Visiting Assistant Professor of Comparative Literature Nhora Lucía Serrano contributed a short essay to Making Modernism, a web exhibit featuring archival documents from the Newberry Library. The essay arose from Serrano’s participation in a 2017 NEH summer institute focused on “Making Modernism: Literature and Culture in Twentieth-Century Chicago, 1893-1955.”

The four-week institute explored Chicago’s contribution to the modernist movement, with particular attention given to literature and the visual arts. The program considered the dimensions of a Chicago “style,” from the turn of the century through World War II.

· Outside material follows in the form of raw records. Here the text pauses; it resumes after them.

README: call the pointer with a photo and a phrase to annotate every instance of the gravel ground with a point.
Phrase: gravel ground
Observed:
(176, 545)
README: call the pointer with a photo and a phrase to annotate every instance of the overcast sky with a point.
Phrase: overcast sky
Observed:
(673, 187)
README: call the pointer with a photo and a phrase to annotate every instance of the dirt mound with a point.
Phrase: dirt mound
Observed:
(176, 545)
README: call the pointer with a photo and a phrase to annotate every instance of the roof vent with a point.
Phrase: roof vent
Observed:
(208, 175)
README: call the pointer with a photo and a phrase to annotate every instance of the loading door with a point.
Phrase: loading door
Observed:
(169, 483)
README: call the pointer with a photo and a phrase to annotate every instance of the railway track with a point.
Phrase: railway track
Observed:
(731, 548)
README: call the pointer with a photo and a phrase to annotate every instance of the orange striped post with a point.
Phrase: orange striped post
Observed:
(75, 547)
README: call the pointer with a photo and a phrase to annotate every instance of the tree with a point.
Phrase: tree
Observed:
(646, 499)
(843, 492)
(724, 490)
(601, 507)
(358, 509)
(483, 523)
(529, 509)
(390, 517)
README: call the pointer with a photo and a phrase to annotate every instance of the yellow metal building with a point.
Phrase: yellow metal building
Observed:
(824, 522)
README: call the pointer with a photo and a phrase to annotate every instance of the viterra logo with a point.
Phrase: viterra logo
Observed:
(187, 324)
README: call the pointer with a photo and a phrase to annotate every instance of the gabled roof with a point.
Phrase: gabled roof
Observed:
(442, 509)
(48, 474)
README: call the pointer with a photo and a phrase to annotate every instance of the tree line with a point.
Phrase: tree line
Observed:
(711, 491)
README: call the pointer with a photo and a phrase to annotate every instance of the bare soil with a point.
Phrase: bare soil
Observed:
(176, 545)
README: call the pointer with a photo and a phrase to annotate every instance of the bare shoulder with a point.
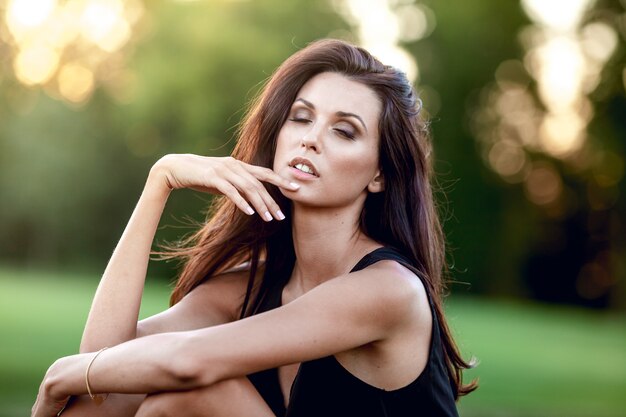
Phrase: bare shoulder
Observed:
(396, 295)
(223, 293)
(216, 301)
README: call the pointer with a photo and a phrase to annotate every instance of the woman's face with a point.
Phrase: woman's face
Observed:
(329, 143)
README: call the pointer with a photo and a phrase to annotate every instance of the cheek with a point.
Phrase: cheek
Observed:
(359, 165)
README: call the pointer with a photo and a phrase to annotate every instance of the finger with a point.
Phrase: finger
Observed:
(267, 175)
(233, 195)
(256, 193)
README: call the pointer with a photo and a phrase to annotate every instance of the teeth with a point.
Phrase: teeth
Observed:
(304, 168)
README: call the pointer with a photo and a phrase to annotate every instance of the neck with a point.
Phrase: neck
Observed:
(327, 243)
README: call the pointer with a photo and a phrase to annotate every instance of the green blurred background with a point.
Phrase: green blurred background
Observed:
(528, 113)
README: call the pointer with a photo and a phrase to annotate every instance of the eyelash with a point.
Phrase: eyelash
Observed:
(344, 133)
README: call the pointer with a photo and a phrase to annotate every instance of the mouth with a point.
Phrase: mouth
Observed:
(304, 165)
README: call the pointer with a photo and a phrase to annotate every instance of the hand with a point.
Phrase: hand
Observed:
(240, 182)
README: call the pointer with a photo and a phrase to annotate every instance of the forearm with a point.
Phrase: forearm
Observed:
(115, 308)
(146, 365)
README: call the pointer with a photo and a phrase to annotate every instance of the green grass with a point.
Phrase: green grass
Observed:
(535, 360)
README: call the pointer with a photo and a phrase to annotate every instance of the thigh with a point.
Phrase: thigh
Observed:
(230, 398)
(118, 405)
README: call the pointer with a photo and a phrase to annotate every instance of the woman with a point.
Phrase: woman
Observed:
(316, 293)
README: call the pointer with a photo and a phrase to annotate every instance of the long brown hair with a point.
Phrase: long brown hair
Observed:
(404, 216)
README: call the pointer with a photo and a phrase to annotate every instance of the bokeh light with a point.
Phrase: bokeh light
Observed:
(522, 124)
(47, 36)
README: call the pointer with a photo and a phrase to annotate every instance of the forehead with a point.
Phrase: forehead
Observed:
(332, 92)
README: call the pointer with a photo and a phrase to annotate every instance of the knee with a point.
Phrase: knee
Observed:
(160, 405)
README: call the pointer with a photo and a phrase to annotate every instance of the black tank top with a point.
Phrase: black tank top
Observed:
(323, 387)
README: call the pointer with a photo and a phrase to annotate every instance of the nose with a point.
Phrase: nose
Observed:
(311, 140)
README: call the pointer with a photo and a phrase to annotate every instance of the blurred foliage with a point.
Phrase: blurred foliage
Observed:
(70, 174)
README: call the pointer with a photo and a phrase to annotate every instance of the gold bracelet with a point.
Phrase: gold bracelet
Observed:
(98, 399)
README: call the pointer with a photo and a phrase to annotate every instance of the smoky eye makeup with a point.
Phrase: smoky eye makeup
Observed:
(300, 114)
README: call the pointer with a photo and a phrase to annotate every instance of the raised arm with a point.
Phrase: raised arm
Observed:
(115, 309)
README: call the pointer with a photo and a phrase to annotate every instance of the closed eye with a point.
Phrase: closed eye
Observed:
(299, 120)
(345, 133)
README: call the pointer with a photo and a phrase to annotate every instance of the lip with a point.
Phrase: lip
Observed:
(300, 160)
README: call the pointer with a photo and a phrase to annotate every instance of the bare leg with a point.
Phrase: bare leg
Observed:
(118, 405)
(230, 398)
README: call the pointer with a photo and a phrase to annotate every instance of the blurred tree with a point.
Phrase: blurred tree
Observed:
(70, 174)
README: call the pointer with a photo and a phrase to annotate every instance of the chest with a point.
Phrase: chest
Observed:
(286, 376)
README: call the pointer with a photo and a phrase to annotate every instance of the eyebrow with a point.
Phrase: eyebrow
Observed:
(339, 113)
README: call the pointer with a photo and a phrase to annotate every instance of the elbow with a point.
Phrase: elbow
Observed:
(189, 367)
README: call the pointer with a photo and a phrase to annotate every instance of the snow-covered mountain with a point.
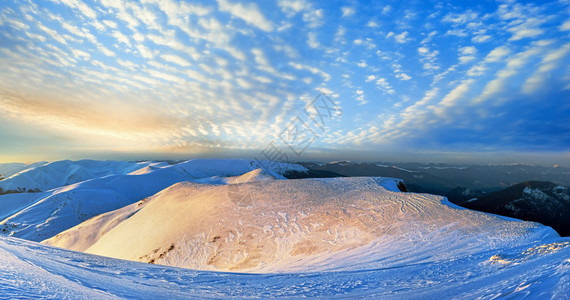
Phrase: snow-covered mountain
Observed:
(295, 225)
(9, 169)
(328, 238)
(37, 216)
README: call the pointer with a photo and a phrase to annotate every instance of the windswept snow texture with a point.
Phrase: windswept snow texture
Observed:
(45, 176)
(535, 269)
(328, 238)
(38, 216)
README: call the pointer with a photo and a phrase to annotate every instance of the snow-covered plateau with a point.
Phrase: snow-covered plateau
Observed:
(238, 228)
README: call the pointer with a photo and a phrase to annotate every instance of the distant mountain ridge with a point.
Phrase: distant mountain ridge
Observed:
(539, 201)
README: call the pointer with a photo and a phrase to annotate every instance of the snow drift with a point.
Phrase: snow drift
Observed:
(38, 216)
(327, 238)
(294, 226)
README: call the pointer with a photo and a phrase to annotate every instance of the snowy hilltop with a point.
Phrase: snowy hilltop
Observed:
(326, 237)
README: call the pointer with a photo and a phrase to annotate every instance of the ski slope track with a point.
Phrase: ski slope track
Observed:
(245, 234)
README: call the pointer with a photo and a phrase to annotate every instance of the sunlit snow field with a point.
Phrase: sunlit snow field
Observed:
(237, 228)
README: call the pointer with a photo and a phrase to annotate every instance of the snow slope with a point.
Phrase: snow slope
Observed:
(296, 226)
(525, 269)
(46, 176)
(37, 216)
(9, 169)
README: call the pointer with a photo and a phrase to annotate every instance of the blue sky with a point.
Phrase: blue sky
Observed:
(459, 81)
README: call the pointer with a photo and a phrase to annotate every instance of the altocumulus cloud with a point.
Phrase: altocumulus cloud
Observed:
(202, 76)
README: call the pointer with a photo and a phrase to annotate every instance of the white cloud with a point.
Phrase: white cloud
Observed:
(52, 33)
(481, 38)
(383, 84)
(145, 52)
(402, 37)
(347, 11)
(316, 71)
(249, 13)
(550, 62)
(467, 50)
(121, 38)
(82, 7)
(360, 97)
(106, 51)
(110, 23)
(175, 59)
(292, 7)
(314, 17)
(403, 76)
(312, 40)
(522, 33)
(497, 54)
(372, 24)
(467, 54)
(461, 18)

In “Puck at the 1893 Chicago World’s Fair,” Serrano focuses on the six-month publication of Joseph Keppler’s Puck inside the fairgrounds in 1893. All 26 issues are part of the Special Collections at the Newberry Library.

In her essay, Serrano first points out that Puck’s operations were in a building fortuitously situated in between the Women’s Building and the Children’s Exhibit. She said it is no surprise that the majority of the 26 issues directly addressed the female visitor and reader.

Serrano further discusses how Puck rendered the city of Chicago in feminine terms alongside Columbia, the poetic embodiment for the United States of America and namesake of the fair itself.

She notes that the gendered representation of Chicago was not new to the visitors of the 1893 Chicago World Fair—Harriet Monroe’s commemorative “Columbian Ode,” wherein the fair city of Chicago is greeted by Columbia, was performed at the Fair’s dedication ceremonies in October 1892.

Ultimately, Serrano argues that Puck and its vibrant images must be understood as part of a Gilded Age tradition of graphic satire and a visual document of the era of modernity—and women—on the rise.